Enviada em 03/06/2021

A presença de mídias sociais, posts e influenciadores digitais mostram uma realidade inalcançável do padrão estético, com isso, a busca pela perfeição e a idolatria pelo padrão torna-se cada vez mais presente na sociedade brasileira. Obsessão pelo corpo perfeito pode gerar consequências sérias e contribuir para o desenvolvimento de transtornos psicológicos e alimentares.

Em primeiro lugar, é importante destacar que a influência e o modo no qual a padronização é tratada de forma, aparentemente, saudável e feliz nas redes sociais corrobora de forma intensiva para o entrave. Esse comportamento tem conduzido muitos brasileiros a desenvolveram transtornos comportamentais, como baixa autoestima, ansiedade e depressão. Isso porque o clima de competição em relação à aparência entre os jovens e adultos, gera uma pressão psicológica nos usuários. Nesse sentido, é necessário que medidas imediatas sejam tomadas para que a sociedade de modo geral possa usufruir de seus direitos. Assim, fica claro que o legado de negligência e ignorância frente a padronização cultural persiste e impede que o Brasil prospere rumo ao desenvolvimento social pleno. Por fim, entende-se que o problema tende a persistir, caso não haja intervenção.

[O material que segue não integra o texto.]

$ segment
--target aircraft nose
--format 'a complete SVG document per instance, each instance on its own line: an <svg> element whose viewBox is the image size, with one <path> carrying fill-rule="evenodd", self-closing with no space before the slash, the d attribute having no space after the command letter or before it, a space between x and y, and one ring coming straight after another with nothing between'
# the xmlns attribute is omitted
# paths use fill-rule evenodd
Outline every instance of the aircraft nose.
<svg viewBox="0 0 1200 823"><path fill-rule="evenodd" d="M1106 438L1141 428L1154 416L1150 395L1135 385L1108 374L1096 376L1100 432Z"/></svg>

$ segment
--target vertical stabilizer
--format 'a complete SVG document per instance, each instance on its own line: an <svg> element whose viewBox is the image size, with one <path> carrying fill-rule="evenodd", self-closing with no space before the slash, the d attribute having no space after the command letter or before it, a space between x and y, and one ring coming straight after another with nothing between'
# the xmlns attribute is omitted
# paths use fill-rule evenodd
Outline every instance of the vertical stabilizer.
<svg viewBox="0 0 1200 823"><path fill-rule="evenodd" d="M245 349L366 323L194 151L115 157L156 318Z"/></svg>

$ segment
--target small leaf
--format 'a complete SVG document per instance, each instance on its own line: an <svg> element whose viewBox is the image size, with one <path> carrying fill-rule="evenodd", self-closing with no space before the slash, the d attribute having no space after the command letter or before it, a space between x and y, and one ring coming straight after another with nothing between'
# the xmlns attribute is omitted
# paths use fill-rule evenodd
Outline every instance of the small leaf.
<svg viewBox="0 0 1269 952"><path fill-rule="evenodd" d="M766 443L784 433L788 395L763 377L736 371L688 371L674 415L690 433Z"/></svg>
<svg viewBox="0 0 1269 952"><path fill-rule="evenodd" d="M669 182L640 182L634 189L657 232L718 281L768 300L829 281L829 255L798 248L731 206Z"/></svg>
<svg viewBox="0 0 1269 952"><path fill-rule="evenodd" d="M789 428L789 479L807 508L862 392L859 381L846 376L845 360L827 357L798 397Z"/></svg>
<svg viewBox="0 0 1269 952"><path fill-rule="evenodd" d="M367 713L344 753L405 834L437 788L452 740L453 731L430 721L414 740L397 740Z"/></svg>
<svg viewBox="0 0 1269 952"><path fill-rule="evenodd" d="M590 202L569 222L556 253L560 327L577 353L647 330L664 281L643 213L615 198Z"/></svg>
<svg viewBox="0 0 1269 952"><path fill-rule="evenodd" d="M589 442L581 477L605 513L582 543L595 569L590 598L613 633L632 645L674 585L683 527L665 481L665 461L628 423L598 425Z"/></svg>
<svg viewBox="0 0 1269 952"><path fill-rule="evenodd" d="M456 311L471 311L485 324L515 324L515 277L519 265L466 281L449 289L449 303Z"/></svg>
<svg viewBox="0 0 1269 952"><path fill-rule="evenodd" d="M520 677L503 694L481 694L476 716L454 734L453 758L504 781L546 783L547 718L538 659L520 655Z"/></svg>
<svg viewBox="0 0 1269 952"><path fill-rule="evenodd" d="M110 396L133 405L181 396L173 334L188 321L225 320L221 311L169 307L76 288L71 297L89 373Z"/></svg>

Vale ressaltar, também, que problemas alimentares fazem parte dos resultados acarretados pela idolatria de corpos “perfeitos”. Segundo a psicóloga clínica analista do comportamento Marina Oliveira, “Os principais tipos de transtornos alimentares são: anorexia, bulimia e vigorexia.” “Por exemplo, na anorexia a pessoa deixa de ir a casamentos, bares e restaurantes, ou seja, perde o convívio social na tentativa de evitar se alimentar. Resultado de uma alimentação pobre em nutrientes, a pessoa fica estressada com uma maior facilidade, no caso de mulheres deixam de menstruar, desenvolvem a osteoporose precoce, redução do batimento cardíaco, baixa pressão arterial e em alguns casos pode levar ao óbito”.

Torna-se evidente, portanto, a urgência de medidas para alterar o cenário vigente. Dessa maneira, é dever da mídia – grande difusora de informação e principal veículo formador de opinião – promover a desmistificação do corpo perfeito e padrão social por meio de novelas, documentários e reportagens, os quais retratem de maneira fidedigna, a seriedade dos transtornos ocorridos pela busca do corpo ideal, com o intuito de reduzir os estereótipos e o silêncio em relação ao assunto.